Homemade croissant dough

15 Feb

I love croissants. I mean what’s not to like about buttery, flakey, warm pasteries? Nothing. That’s the answer. Nothing. The only thing that I don’t like is the price. Croissants are typically very pricey. If you want the best, and life is too short not too, you’ll order them via Williams-Sonoma. You’ll pay a pretty penny for them too. I say why go through the cost when you can make them at home for less than 2 will cost you at the bakery.
Croissant dough is actually very easy to make, it just takes patience. While the steps are simple, there is a lot of down time while you wait for rising and chilling and baking.
Here’s the recipe:
14oz AP flour
.5oz sugar
8oz milk
.5oz yeast (approx. 1 packet)
.25oz salt
1.5oz butter + 8oz for later
heat the milk and add in the sugar and yeast. let the yeast dissolve and then add it to the other ingredients. let the dough rise for 1 hour and punch down.

Spread the dough out on a flat sheet and chill for 30 minutes. Then take the remaining butter and spead it on 2/3 of the dough. fold the unbuttered side 1/2 way into the buttered area. Fold the remaining dough over the top. roll to about 1/4 inch thick and repeat the process. Chill for 30 minutes and repeat the process. Do this 3 times total chilling for 30 minutes in between each fold.
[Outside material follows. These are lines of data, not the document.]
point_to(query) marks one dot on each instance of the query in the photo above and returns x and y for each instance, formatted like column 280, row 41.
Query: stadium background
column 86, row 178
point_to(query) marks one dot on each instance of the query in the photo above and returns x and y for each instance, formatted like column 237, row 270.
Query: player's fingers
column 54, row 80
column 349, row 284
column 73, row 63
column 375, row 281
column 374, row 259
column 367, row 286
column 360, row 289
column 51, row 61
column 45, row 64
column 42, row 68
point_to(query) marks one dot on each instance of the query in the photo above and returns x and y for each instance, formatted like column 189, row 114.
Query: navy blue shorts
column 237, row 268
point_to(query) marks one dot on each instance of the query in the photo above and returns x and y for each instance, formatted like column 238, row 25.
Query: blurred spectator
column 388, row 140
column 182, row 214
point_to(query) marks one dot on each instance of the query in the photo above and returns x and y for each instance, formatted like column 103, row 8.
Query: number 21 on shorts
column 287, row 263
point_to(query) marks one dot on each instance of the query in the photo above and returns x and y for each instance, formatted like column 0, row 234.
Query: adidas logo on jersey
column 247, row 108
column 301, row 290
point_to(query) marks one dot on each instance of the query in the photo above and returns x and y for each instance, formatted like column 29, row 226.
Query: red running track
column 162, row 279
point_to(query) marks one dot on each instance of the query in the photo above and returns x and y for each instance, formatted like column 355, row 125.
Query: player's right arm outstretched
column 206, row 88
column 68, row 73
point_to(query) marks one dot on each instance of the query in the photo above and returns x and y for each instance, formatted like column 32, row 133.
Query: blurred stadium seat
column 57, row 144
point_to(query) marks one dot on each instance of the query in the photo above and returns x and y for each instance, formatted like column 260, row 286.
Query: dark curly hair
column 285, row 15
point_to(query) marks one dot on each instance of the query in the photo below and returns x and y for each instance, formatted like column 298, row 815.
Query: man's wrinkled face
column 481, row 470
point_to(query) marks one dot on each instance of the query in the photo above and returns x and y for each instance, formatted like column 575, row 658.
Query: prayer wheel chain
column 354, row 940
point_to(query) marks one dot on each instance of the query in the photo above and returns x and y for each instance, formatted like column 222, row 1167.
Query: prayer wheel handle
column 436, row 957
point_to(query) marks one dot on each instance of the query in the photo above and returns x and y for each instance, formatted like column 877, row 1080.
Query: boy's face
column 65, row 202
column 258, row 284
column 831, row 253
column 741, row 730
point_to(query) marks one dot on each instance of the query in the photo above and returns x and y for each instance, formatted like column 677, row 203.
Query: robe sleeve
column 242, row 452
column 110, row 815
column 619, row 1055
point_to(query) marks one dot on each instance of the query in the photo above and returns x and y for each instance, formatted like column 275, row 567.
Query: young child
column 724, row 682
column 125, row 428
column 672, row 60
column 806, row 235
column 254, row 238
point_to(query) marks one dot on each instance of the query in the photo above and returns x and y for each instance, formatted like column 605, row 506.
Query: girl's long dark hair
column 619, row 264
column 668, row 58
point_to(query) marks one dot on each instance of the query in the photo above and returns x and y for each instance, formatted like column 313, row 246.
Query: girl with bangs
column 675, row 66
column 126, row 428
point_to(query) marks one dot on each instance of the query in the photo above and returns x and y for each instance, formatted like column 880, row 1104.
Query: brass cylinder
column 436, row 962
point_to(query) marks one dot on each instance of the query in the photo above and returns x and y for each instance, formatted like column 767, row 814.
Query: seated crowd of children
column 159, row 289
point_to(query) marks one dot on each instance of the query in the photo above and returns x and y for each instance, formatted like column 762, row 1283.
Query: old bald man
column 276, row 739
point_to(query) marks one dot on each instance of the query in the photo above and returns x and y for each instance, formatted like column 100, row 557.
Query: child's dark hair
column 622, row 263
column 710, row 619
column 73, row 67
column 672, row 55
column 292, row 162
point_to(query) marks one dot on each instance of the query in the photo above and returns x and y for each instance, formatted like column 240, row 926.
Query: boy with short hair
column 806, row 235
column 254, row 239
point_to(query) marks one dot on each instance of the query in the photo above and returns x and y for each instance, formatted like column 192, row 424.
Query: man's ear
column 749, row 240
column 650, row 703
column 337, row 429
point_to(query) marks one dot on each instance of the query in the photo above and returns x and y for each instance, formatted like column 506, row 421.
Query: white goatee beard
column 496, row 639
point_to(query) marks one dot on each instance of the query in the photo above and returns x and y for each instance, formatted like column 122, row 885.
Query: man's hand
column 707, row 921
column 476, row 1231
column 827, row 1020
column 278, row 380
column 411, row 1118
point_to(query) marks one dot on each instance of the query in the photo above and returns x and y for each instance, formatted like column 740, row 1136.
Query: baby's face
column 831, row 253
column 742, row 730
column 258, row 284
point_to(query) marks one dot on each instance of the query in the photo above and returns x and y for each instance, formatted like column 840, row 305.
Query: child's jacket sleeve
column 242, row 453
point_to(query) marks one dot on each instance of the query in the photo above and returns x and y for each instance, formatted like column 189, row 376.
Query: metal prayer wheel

Chill over night.

The next day, roll the dough to 1/8 inch thick after letting it come to room temperature. cut into trianges and roll into cresent shape. brush with egg wash and bake at 400 degrees for 10-15 minutes.

For the chocolate croissants just add approximately 1 tablespoon of chocolate chips in the middle of the dough before baking. For the danish, cut the dough into strips and sprinkle with cinnamon and sugar. Twist the the strips into spirals and then form them into a circle. Press the middle down and fill with preserves or jam. Finish with a drizzle of light glaze.

This recipe is worth the effort. The pastry comes out irrisitably flaky and golden. Try not to eat them all at one sitting.